There is still left not only in the Manual Training systems but also in some of the Sloyd systems, a trace from the past in the notion that children should be forced to accomplish their wood work by means of as few and as old-fashioned tools as possible. That idea hangs on, and has wrongly been brought into the classroom from that time when wood work was no school subject, but simple a trade, contrived for the acquiring of a livelihood, which was meager enough to prevent the purchase of new and improved tools of various sorts. And one can still behold tools of a very old-fashioned and inappropriate style used in the Manual Training departments of schools, where it never for a moment would occur - say to the teacher of penmanship - to train the pupils of to-day to use the feather pen of grandfather's time.

By using only a few and imperfect tools the pupils will become automatical and slow, not only at the wood work, but in their perception at large; while a great variety of tools, which are up to date, will quicken and sharpen their faculties of discrimination and observation with regard to the best means of gaining a desired purpose.

The great objection to letting little children under ten begin with wood Sloyd has been the danger of the sharp tools in a child's hand. If there is any real danger, then it comes especially from the knife. I mean the genuine Sloyd knife, not the pocket knife, which should be entirely abolished from the Sloyd room.

The knife is beyond question the best educational medium amongst all the tools, because it is the least mechanical of them all and hence requires the greatest individual attention and by that develops the accuracy and the self-judgment of the child. The real educational influence caused by the use of the knife can not be fully replaced by any joint action of different other tools. Yet I hesitate to let little children use that sharply pointed tool, and suggest substituting for it a knife with two handles, a kind of a small drawing knife. That knife can also in many cases replace the spoke shave, Which is a very mechanical tool, because the child can not see the cut that is made, and only has to take the strokes by chance. For the same reason I often prefer in a child's hand the straight cabinet scraper to the smoothing plane. In the following Sloyd series the saws have a predominant place as producing tools.

To children should be given tools only of the best kind of material. For here comes in the same comment that was made concerning too fragile wood. And compasses, marking - and mortise - gauges, try squares, bevels and rulers should be graded ones.

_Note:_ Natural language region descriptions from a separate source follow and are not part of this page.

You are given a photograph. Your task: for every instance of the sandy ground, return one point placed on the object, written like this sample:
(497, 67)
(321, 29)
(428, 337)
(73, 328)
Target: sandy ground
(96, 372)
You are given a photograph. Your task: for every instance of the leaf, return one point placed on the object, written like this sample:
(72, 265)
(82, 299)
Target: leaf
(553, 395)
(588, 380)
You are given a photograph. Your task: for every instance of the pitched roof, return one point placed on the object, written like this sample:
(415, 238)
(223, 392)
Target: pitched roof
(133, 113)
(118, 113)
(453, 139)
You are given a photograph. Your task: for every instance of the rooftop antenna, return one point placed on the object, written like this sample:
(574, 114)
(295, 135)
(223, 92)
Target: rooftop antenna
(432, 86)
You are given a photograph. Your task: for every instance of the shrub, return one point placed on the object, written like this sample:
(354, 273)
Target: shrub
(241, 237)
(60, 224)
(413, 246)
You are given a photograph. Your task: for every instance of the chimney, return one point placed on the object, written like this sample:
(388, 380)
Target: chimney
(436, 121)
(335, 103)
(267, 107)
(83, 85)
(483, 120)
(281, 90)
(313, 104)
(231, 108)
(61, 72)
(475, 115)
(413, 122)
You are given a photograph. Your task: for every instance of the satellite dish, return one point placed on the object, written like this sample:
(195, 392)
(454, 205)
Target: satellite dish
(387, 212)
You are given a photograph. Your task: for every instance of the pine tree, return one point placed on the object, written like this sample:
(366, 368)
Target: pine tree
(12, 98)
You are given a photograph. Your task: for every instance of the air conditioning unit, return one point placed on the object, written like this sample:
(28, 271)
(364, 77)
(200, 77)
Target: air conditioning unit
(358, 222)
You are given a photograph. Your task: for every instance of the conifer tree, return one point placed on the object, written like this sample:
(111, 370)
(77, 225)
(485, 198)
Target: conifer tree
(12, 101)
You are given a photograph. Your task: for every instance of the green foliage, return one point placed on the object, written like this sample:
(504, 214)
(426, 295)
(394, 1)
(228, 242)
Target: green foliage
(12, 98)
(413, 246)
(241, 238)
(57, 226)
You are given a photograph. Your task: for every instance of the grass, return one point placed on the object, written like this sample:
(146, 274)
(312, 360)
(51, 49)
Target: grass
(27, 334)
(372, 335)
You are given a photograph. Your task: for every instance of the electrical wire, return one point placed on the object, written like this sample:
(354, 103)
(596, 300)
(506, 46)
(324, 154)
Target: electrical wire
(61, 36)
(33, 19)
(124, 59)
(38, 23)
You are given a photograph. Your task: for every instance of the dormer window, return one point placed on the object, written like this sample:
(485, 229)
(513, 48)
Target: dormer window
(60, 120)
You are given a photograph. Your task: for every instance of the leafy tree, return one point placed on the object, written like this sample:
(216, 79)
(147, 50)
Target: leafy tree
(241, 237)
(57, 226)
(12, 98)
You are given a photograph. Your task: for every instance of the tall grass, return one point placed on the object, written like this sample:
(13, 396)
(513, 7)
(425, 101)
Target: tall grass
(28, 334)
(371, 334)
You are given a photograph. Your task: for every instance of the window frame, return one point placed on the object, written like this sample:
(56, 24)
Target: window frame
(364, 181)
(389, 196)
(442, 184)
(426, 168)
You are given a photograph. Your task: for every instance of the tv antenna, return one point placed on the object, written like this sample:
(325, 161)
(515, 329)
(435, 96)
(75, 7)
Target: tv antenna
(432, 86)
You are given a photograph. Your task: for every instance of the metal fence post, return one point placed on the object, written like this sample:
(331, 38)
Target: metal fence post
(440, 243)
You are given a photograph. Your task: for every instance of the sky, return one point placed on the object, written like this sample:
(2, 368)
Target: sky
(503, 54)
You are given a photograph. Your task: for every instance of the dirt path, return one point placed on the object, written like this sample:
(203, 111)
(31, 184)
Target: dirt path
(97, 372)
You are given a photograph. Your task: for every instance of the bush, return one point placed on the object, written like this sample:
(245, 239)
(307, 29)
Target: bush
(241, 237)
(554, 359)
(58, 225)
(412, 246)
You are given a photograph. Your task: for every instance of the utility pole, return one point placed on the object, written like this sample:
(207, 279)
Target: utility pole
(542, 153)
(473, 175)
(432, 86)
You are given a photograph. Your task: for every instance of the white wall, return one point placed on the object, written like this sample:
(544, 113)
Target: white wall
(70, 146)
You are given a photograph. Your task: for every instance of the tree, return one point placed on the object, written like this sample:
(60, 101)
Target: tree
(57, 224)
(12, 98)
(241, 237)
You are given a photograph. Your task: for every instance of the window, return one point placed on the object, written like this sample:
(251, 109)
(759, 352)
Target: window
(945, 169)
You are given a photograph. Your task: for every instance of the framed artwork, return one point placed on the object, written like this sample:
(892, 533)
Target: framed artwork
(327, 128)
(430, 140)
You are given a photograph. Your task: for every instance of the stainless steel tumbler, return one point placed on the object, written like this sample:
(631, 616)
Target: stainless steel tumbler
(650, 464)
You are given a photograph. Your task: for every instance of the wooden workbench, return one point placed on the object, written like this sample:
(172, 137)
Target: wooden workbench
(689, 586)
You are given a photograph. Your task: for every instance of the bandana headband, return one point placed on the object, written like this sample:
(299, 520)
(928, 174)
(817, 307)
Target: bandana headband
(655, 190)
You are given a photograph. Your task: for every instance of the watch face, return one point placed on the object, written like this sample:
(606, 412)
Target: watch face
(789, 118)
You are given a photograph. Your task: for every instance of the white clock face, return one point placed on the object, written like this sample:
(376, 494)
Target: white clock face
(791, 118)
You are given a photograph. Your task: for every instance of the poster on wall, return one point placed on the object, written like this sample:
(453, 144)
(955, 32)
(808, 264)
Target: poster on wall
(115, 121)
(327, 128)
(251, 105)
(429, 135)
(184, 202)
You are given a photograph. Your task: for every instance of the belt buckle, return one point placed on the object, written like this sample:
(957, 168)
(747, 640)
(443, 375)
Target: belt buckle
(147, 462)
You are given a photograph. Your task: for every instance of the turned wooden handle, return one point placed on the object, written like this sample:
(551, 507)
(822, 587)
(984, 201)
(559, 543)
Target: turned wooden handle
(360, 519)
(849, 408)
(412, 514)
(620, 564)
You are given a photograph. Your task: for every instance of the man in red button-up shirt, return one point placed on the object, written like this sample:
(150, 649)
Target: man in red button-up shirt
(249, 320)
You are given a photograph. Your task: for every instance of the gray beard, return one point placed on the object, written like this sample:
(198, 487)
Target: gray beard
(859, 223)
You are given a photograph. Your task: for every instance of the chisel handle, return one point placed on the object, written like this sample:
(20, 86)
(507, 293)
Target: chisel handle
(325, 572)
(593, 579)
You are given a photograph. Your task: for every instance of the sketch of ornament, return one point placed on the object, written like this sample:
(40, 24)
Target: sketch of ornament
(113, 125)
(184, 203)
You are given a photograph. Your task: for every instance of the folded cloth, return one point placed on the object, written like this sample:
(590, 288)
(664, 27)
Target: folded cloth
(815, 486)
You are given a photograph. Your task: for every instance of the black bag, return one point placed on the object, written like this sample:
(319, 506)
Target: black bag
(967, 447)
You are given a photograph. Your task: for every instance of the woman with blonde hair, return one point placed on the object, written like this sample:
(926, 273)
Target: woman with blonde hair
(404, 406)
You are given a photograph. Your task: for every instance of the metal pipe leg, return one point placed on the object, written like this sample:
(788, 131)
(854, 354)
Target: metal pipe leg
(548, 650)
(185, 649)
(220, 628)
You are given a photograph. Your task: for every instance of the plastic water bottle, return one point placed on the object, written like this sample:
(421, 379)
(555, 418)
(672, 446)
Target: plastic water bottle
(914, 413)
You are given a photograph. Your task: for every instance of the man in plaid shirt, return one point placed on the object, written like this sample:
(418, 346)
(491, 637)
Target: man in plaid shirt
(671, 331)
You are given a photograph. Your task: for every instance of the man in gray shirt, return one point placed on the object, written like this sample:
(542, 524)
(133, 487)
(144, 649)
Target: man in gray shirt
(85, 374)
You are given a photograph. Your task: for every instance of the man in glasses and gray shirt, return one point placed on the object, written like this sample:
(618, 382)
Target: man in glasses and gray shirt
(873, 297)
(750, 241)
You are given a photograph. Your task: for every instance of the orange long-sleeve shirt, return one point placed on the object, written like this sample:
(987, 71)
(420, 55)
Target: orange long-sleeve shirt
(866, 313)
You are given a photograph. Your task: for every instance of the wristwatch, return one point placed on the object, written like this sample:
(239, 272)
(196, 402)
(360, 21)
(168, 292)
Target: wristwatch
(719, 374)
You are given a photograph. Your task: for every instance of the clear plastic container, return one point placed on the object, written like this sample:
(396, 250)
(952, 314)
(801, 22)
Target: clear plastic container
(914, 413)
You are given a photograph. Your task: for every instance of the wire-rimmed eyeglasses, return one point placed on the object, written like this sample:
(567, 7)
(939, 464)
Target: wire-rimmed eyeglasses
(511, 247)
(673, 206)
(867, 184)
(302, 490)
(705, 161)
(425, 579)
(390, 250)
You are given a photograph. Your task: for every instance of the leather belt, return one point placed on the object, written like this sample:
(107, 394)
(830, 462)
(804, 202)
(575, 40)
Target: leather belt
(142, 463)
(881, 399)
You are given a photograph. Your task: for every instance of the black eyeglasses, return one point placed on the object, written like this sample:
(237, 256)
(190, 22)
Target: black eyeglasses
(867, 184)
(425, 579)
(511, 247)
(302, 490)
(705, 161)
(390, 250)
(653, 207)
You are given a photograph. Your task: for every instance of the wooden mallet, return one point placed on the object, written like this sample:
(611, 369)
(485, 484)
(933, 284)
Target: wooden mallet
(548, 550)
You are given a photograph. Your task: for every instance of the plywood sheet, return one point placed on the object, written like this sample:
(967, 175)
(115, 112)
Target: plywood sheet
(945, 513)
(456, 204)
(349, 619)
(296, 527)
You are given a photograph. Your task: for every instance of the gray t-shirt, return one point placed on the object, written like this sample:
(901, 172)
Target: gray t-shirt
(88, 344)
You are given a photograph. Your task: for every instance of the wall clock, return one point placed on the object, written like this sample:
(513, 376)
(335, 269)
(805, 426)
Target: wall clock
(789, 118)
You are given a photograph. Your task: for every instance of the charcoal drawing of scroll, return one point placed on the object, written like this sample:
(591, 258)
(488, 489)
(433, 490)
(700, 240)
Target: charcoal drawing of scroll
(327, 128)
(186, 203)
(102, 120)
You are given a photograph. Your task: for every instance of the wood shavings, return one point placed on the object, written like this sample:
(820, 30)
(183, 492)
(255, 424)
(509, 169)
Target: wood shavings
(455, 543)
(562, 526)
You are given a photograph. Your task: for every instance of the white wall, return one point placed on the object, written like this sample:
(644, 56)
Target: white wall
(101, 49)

In order to secure tools of good quality, it should be observed at the purchase that the name of the maker is on all the tools.

The handle of the tools should not be polished; if they are, the polish should be rubbed off with sandpaper. Polished handles slip from the hand so easily, and the pupils might hurt themselves or each other in that way.

For cleansing the tools vaseline is much preferable to linseed oil, because of being volatile, so if some spots of it should happen to come on the wood, it will evaporate within a very short space of time.

Tools which the pupils are in constant need of, should stay on the work benches; but tools which are not frequently used are to be kept on special tool shelves. It is important to observe that these tool shelves should be detached from the walls of the Sloyd room. For the walls are as a rule more or less damp, and the shelves will, if placed close to the walls, absorb the dampness, thus causing the tools to contract rust.

As Sloyd is a comparatively new school subject, the terminology of it is not settled as yet. There exists a great difference in the terms accepted by different systems and used at different Sloyd schools. This concerns especially the names of the tools. One can find the same tool called by quite different and often even contrary names in the different schools. And with no one of the tools is the confusion more puzzling than with all the sundry names that are bestowed upon the saws.